Spot vs on-demand vs reserved — the right choice

H100 capacity comes in three tiers and the right choice depends on workload urgency and engineering tolerance.

**Spot pricing** is 40-50% cheaper than on-demand but can be reclaimed by the cloud at any time, usually with 30-60 seconds notice. For LoRA training jobs that complete in 1-4 hours, spot interruption probability is low (typically <5% per hour on Lambda/CoreWeave). For long jobs (8+ hours), interruption probability compounds and you should checkpoint frequently. With aggressive checkpointing (every 30 minutes), spot interruption is recoverable with minor cost overhead.

**On-demand pricing** is the standard rate with no interruption risk. The right choice for production training jobs where wall-clock time matters or for clusters > 2 GPUs where coordinating recovery from partial interruption is complex.

**Reserved or committed-use pricing** offers 20-50% discounts on multi-month commitments. The right choice for teams running continuous training workloads (model versioning, A/B testing, periodic retraining). Lambda Labs offers month-long reservations at meaningful discounts; CoreWeave 1Y commitments hit 30-40% off list.

**Marketplace pricing (Vast.ai)** is the cheapest at $1.80-2.40/hour for H100 but variable — quality and reliability depend on the individual host. Acceptable for experimental runs and low-stakes training; not recommended for production deployments where consistency matters.


Multi-GPU scaling efficiency

Most LoRA jobs above 70B parameters benefit from multi-GPU scaling. Efficiency is not perfect — there is overhead from gradient communication between GPUs.
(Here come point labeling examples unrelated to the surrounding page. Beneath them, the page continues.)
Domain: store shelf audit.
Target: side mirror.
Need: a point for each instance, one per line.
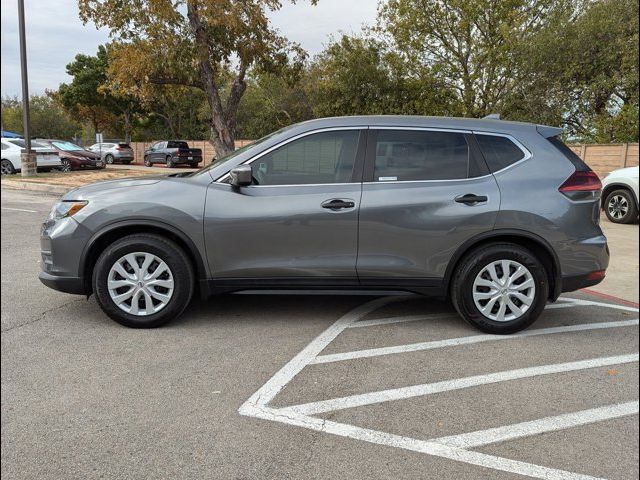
(241, 176)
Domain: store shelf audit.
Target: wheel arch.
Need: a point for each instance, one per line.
(538, 245)
(111, 233)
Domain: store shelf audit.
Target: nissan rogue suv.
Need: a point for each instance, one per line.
(501, 217)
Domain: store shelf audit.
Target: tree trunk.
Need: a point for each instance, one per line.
(222, 130)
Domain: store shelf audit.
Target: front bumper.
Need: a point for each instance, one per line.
(74, 285)
(61, 244)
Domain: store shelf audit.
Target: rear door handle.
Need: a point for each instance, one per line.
(471, 199)
(338, 204)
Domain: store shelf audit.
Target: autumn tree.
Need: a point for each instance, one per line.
(582, 72)
(359, 75)
(208, 45)
(467, 44)
(48, 117)
(89, 97)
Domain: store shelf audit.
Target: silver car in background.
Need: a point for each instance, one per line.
(500, 217)
(114, 152)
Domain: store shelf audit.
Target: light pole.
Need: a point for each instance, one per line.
(27, 157)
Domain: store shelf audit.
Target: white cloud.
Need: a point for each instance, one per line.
(55, 35)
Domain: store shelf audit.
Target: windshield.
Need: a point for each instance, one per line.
(232, 155)
(66, 146)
**2 GPU scaling** (DeepSpeed Zero-2 or FSDP) on Llama 4 70B LoRA achieves approximately 80-90% scaling efficiency. So 2x H100 produces roughly 1.6-1.8x the throughput of 1x H100.

**4 GPU scaling** achieves approximately 70-80% efficiency on a single node with NVLink (~3-3.2x speedup vs single GPU). Across multiple nodes via InfiniBand or 100GbE, efficiency drops to 50-70%.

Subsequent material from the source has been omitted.